Camera Image Ingestion — Overview
This document is the single entry point for how images get from a physical sensor into the central ROS 2 host in the PhotogrammetricWAAM system.
There are exactly three hardware pipelines and two roles each camera
can serve. Everything else in this folder (and in
PhotogrammetricWAAM-Edge/ and
ros2_ws/launch/) is one concrete instance of that 3 × 2 matrix.
TL;DR — The 3 × 2 matrix
| Hardware | Edge host | Wire | Edge software | Role (1) HQ stills | Role (2) low-latency MJPG |
|---|---|---|---|---|---|
| IMX708 (Pi Cam 3) | Raspberry Pi (CSI) | WiFi/ETH | simple_picamera2_streamer/app.py — picamera2 → cv2.imencode → HTTP /stream /jpg /set | ✅ (planned) | ✅ (current default, 8 Hz) |
| OV2640 / OV5640 | XIAO ESP32-S3 Sense (DVP) | WiFi/ETH | CameraWebServer_for_esp-arduino_3.0.x.ino — esp_camera → MJPG on :81/stream | ✅ (planned) | ✅ (current default) |
| DSLR (Canon / Nikon / Sony) | Raspberry Pi (USB) | WiFi/ETH | mqtt__gphoto2_delegate.py — gphoto2 capture-and-download | ✅ (only role) | ✗ (not supported) |
ROS 2 client side (the kernel host) is uniform across all three: it runs
image_publisher_node against either an MJPG stream URL (roles 2, IMX708 + ESP32S3)

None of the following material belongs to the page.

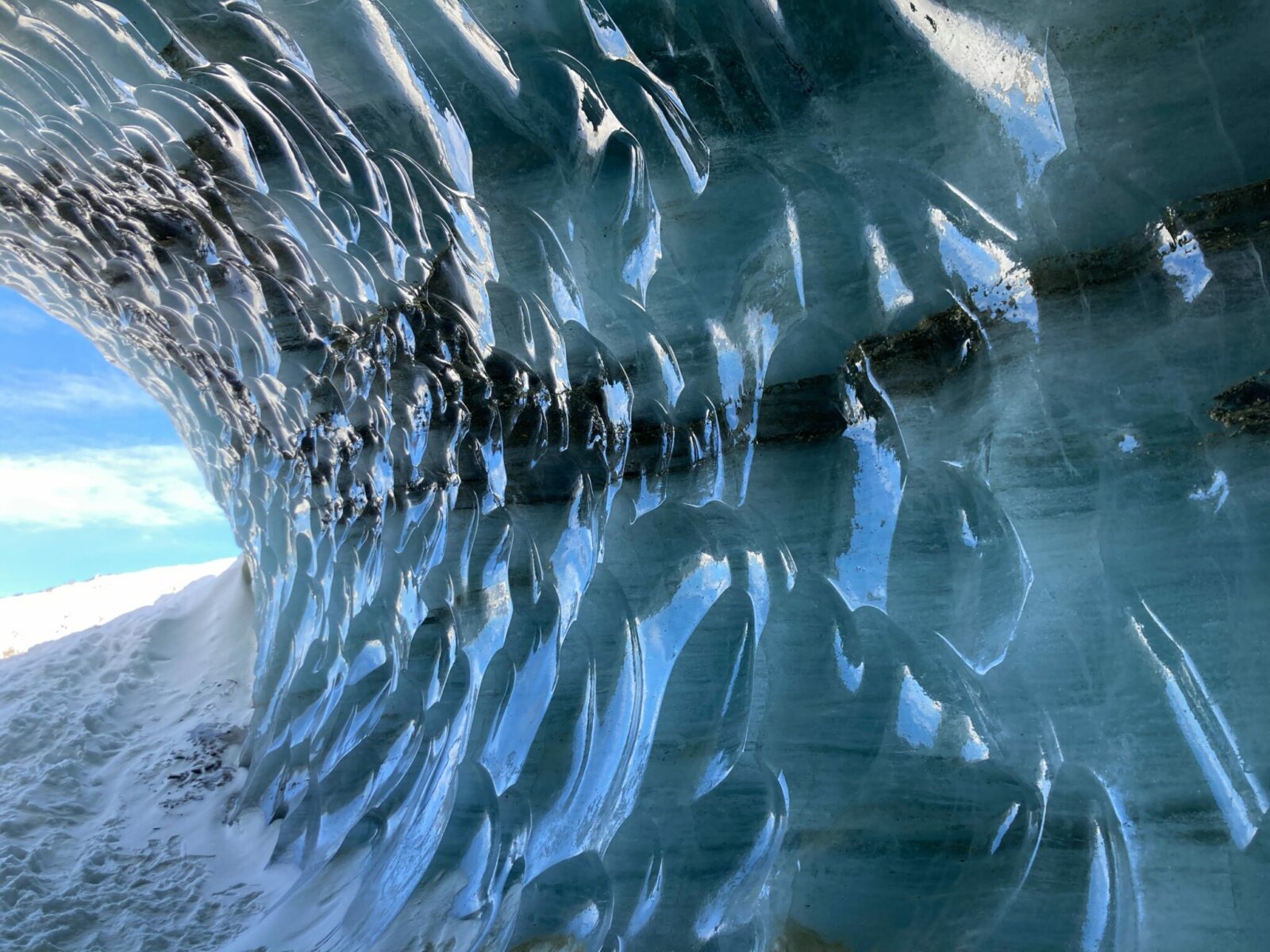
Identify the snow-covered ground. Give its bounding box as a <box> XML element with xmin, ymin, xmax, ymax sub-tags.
<box><xmin>0</xmin><ymin>559</ymin><xmax>235</xmax><ymax>658</ymax></box>
<box><xmin>0</xmin><ymin>561</ymin><xmax>296</xmax><ymax>952</ymax></box>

or consumes the on-disk JPG/RAW that the gphoto2 delegate dumps (role 1, DSLR
and on-demand IMX708/ESP32S3).
See ros2_ws/launch/image_publisher_client/README.md.
The two roles, in detail
Every photogrammetry-grade camera in this system serves one of two roles at any given moment. The IMX708 and the ESP32-S3-attached OV2640/OV5640 are capable of either role; the DSLR is permanently locked to role (1).
Role (1) — Highest-fidelity still producer
Goal: Best possible JPG (or RAW) of one moment in time, on demand or at a slow cadence. Latency does not matter.
- Maximum sensor resolution (e.g. IMX708 4608×2592, OV5640 2592×1944, DSLR ≥24 MP).
- Highest JPG quality (low quantisation) — or RAW where available.
- Capture is triggered, not free-running. One trigger → one (or one stack of) frames written to durable storage with a session ID.
- Consumed by the photogrammetry / SfM pipeline downstream — not by RViz/Foxglove.
- Control plane: MQTT (recipient-based topics — see
mqtt__gphoto2_delegate.spec.mdfor the canonical request/response shape).
Role (2) — Lowest-latency MJPG streamer
Goal: Real-time monitoring on the ROS 2 graph (visible in
rqt_image_view, Foxglove, RViz). Per-frame fidelity is sacrificed for timeliness.
- Down-rezzed and/or higher JPG compression (e.g. IMX708 at 2304×1296 @ 8 Hz, ESP32-S3 OV5640 typically HD/SVGA).
- Continuous MJPG over plain HTTP (
multipart/x-mixed-replace). - Encoded once at the edge, decoded once on the ROS 2 client by
image_publisher_node, republished assensor_msgs/Imageon a per-camera namespace (/cam0/image_raw,/xiao_143/image_raw, …). - Control plane: HTTP (
/seton RPi today; open work for ESP32-S3 — see TODOs below).
role-(1) role-(2)
"snapshot mode" "viewfinder mode"
┌────────────────────────┐ ┌─────────────────────────┐
any │ highest quality JPG │ │ smallest-possible JPG │
cam │ on demand, slow rate │ │ fast as possible, │
│ → durable storage │ │ free-running │
│ → SfM / photogrammetry │ │ → ROS 2 image topic │
│ → RViz/Foxglove via │ │ → live monitoring │
│ image_publisher of │ │ (rqt_image_view) │
│ a *file* path │ │ │
└────────────────────────┘ └─────────────────────────┘
▲ ▲
│ MQTT request/response │ HTTP GET /stream
│ (gphoto2-style topics) │ (multipart MJPG)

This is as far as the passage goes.